L’AMERICA “PREMIA” L’EROISMO DEI SUOI SOLDATI IN IRAQ: L’OSCAR AL FILM THE HURT LACKER.

Pubblicato il 17 marzo, 2010 in Cinema, Politica estera | No Comments »

L’Oscar 2010 per la miglior regia è andato ad una donna, Katryn Bigelow, la prima volta nella storia degli Oscar che è lunga 82 anni. Il film per il quale la Bigelow ha vinto l’Oscar per la regia e che ha anche vinto l’Oscar per la migliore scenggiatura, il miglior  montaggio, il miglior sonoro,  è un film che narra ed esalta il coraggio e l’eroismo dei soldati americani in Iraq durante e dopo la caduta di Saddam. Il film si intitola The Hurt Locker e narra i  40 giorni al fronte, in Iraq, di una squadra di artificieri e sminatori dell’esercito statunitense, unità speciale con elevatissimo tasso di mortalità. Quando tutto quel che resta del suo predecessore finisce in una “cassetta del dolore”, pronta al rimpatrio, a capo della EOD (unità per la dismissione di esplosivi) arriva il biondo William James, un uomo che ha disinnescato un numero incredibile di bombe e sembra non conoscere la paura della morte. Uno che non conta i giorni, un volontario che ha scelto quel lavoro e da esso si è lasciato assorbire fino al punto di non ritorno.

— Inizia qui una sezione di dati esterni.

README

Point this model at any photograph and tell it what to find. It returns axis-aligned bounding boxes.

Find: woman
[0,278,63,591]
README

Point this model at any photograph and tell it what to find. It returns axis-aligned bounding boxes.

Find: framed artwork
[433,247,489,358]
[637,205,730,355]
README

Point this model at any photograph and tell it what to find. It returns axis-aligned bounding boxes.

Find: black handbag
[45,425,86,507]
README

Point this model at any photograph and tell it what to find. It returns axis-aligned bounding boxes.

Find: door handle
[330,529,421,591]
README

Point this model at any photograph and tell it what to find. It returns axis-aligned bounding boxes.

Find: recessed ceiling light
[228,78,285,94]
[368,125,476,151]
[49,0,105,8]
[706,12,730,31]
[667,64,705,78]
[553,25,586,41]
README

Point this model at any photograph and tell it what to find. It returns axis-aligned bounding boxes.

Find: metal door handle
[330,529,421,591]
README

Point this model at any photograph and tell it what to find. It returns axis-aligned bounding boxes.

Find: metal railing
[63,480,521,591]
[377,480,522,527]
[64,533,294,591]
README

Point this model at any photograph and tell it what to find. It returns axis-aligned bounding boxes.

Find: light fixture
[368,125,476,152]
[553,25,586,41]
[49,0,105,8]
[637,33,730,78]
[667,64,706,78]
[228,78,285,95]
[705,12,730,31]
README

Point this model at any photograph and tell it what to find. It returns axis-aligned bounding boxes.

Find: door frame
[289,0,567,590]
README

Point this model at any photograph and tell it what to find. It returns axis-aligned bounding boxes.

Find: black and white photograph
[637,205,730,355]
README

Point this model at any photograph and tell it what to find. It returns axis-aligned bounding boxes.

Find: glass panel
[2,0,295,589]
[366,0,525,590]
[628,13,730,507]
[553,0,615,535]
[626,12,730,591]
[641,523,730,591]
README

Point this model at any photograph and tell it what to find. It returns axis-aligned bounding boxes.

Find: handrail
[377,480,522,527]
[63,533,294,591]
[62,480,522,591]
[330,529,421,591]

Il film, altamente drammatico e  come dimostrano le altre  statuette che ha vinto straordinariamente  avvincente, offre uno spaccato diverso rispetto a quello che i mass media antiguerra avevano sinora santificato.Il film ha il pregio di restituire onore e dignità ai soldati americani che si sono battuti contro gli eserciti ombra di Al Qaeda e del  Baath saddamita, costringendo alcuni dei giornmalisti liberal americani ad ammettere che la distinzione tra il bene e il male a Baghdad era più chiara che non a Saignon o ad Hanoi. Il film, poi, spopola sugli schermi americani e un pò ovunque proprio in concomitanza con le recenti elezioni iraquene il cui indubbio successo è stata la migliore risposta  a chi nel recente e meno recente passato aveva sostenuto che la democrazia non è bene  che possa esportarsi. Anzi, proprio queste ultime elezioni iraquene che  hanno segnato un indubbio successo della strategia della democrazia,  consentono ad uno dei maggiori giornali liberal amerciani, Newsweek, di scrivere della “rinascita dell’Iraq” e di citare a questo proposito le parole dell’ex presidente americano George Bush il quale in anni lontani fu sfacciatamente coraggioso da sostenere che “in Iraq la democrazia avrà successo, e quel successo porterà da Damasco a Theran la notizia che la libertà può essere il futuro di tutte le nazioni. L’istituzione di un Irq libero al centro del Mediooriene sarà uno spaertiacque nella rivoluzione democratica globale”. Sinora le parole di Bush si sono avverate a metà ma c’è tempo e speranza che anche negli altri luoghi oggi governati da regimi che non praticano la libertà e la democrazia, prima o poi  si compia la profezia dell’ex presidente americano il cui coraggio nel sostenere le sue scelte sono pari al coraggio e all’eroismo dei soldati amerciani che il film premiato ad Hollywood ha “premiato” rendendo loro l’onore che sinora era stato loro  negato.